Systems Performance — Under the Hood¶
Based on Systems Performance: Enterprise and the Cloud, 2nd Edition by Brendan Gregg
This document maps the internal machinery of system performance analysis: how the CPU scheduler dispatches work, how memory pressure cascades through zones and swapping, how I/O requests traverse the software stack, and how observability tools like BPF/eBPF expose the exact latency paths inside the kernel. Everything is visualized as data flowing through kernel structures, CPU queues, and memory hierarchies.
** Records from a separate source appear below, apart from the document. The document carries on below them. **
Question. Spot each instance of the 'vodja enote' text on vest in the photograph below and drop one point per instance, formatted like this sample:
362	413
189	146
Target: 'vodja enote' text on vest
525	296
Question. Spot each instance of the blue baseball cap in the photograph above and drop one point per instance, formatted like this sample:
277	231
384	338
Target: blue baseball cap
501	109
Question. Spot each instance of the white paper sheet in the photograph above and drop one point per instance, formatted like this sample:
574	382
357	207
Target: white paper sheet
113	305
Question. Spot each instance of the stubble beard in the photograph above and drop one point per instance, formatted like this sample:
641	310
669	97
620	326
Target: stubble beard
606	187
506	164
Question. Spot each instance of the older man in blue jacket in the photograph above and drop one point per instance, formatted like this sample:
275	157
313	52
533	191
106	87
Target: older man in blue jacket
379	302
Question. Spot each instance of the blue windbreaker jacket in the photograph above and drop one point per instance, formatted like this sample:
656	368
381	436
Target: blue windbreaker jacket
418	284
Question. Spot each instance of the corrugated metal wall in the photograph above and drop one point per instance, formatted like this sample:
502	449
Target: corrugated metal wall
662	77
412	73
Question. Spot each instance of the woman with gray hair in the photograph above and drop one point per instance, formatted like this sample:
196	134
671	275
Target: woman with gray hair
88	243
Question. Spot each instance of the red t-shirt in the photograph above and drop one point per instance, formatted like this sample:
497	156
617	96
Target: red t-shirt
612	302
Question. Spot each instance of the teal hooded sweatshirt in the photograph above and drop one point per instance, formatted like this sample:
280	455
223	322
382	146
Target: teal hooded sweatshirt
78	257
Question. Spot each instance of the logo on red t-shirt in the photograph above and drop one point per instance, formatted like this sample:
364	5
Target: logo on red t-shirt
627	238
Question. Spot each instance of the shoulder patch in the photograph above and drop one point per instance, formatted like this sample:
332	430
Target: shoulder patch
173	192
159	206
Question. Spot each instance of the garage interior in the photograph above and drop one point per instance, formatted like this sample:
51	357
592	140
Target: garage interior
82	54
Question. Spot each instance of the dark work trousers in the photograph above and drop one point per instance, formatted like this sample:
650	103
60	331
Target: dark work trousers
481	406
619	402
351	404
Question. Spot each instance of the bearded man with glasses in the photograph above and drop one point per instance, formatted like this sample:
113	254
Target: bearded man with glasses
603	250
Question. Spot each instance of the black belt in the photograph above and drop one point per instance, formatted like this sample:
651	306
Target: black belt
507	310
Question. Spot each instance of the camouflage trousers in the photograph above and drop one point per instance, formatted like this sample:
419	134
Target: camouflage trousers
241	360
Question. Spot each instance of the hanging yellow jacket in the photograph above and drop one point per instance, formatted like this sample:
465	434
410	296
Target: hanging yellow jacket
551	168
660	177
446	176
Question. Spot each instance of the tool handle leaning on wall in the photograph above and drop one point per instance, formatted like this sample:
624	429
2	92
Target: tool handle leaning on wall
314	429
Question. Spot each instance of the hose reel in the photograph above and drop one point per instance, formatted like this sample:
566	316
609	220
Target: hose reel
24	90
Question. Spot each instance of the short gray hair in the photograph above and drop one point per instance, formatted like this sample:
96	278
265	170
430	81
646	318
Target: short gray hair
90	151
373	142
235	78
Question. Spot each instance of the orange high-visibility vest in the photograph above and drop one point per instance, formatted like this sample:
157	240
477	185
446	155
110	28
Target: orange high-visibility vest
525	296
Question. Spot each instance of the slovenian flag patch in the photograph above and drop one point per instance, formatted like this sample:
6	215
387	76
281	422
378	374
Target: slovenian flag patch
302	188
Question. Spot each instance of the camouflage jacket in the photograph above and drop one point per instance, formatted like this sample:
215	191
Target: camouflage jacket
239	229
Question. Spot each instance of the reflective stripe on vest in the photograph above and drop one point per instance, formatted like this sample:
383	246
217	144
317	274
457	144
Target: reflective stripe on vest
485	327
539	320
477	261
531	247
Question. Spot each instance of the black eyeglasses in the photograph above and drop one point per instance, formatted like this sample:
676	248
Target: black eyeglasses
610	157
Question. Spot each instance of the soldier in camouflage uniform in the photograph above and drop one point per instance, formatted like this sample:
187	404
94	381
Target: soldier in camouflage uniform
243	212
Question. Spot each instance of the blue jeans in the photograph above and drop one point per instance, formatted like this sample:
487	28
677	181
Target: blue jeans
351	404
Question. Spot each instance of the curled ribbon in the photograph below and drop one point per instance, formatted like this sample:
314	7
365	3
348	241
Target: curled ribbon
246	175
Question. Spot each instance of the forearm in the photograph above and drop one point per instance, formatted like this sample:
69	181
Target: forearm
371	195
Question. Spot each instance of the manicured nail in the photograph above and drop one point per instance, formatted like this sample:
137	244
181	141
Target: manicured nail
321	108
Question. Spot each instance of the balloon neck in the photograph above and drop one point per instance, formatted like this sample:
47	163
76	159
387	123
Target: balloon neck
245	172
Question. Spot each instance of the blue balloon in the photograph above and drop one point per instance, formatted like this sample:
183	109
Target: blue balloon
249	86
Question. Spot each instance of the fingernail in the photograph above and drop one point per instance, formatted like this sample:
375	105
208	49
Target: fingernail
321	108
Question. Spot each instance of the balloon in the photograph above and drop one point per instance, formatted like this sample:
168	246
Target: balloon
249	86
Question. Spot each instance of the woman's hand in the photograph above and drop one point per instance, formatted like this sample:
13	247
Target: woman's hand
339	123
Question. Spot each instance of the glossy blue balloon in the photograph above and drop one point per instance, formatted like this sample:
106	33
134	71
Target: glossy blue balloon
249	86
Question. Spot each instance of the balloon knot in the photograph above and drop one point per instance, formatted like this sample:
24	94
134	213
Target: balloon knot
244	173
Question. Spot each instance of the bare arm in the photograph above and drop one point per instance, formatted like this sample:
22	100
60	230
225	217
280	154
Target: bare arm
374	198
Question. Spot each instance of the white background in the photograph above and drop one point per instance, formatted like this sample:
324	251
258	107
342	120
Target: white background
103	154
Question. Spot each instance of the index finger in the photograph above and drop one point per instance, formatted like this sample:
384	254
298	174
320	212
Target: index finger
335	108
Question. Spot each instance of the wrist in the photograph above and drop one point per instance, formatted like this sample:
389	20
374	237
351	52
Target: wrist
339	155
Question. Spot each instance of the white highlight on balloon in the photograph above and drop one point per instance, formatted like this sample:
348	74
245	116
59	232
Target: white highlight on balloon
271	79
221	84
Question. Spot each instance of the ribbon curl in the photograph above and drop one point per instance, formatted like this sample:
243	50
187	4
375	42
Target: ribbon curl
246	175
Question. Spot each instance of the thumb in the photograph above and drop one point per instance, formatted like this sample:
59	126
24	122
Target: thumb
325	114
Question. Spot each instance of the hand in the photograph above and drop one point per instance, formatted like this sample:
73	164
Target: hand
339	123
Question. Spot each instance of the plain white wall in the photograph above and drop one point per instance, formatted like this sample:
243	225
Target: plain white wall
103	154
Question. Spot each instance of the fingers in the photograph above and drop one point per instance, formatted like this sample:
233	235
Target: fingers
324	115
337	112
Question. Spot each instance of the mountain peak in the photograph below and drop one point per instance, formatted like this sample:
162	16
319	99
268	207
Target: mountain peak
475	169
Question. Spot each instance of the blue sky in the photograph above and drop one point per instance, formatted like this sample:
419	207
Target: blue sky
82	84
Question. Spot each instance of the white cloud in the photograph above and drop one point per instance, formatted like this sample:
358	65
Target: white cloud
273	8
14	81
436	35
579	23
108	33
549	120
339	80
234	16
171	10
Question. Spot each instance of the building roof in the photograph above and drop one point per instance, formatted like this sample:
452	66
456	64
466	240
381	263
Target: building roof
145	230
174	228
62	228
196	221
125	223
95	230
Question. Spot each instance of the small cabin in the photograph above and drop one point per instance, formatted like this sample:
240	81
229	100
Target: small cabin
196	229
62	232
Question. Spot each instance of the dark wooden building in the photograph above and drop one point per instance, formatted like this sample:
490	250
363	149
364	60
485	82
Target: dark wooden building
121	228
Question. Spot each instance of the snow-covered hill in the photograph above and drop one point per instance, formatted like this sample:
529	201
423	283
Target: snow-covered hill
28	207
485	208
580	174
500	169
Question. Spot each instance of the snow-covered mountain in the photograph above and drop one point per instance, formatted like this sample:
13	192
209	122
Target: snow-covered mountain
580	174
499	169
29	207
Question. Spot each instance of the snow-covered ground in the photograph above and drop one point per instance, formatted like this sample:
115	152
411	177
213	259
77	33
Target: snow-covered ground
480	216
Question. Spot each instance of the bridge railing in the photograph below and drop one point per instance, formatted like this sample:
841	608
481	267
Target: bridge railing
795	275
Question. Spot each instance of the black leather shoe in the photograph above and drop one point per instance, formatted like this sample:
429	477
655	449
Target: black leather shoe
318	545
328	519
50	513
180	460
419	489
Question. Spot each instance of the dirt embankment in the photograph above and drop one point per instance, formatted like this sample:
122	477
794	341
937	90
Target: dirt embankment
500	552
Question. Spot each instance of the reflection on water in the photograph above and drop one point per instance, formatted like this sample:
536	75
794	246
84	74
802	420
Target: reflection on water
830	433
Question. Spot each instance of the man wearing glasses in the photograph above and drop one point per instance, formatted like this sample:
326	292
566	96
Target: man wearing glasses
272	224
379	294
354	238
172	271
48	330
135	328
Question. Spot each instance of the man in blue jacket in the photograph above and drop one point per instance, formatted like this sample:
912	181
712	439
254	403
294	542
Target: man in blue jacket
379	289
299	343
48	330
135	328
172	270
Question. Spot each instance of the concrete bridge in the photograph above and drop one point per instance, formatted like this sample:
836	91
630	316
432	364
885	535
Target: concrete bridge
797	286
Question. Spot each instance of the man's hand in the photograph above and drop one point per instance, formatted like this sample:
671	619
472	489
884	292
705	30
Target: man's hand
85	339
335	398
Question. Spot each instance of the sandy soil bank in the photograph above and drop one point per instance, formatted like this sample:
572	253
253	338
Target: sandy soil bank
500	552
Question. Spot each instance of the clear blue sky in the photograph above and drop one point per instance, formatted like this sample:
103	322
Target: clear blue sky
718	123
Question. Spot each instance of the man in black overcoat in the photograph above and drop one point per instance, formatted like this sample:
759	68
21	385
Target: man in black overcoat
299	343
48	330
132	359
1. The USE Method: Resource Utilization Mental Model¶
The USE Method (Utilization, Saturation, Errors) provides a systematic framework for diagnosing any resource bottleneck. Every physical resource maps to exactly three metrics:
flowchart TD
subgraph "USE Method for Every Resource"
R["Resource\n(CPU, Memory, Disk, Network, Bus)"]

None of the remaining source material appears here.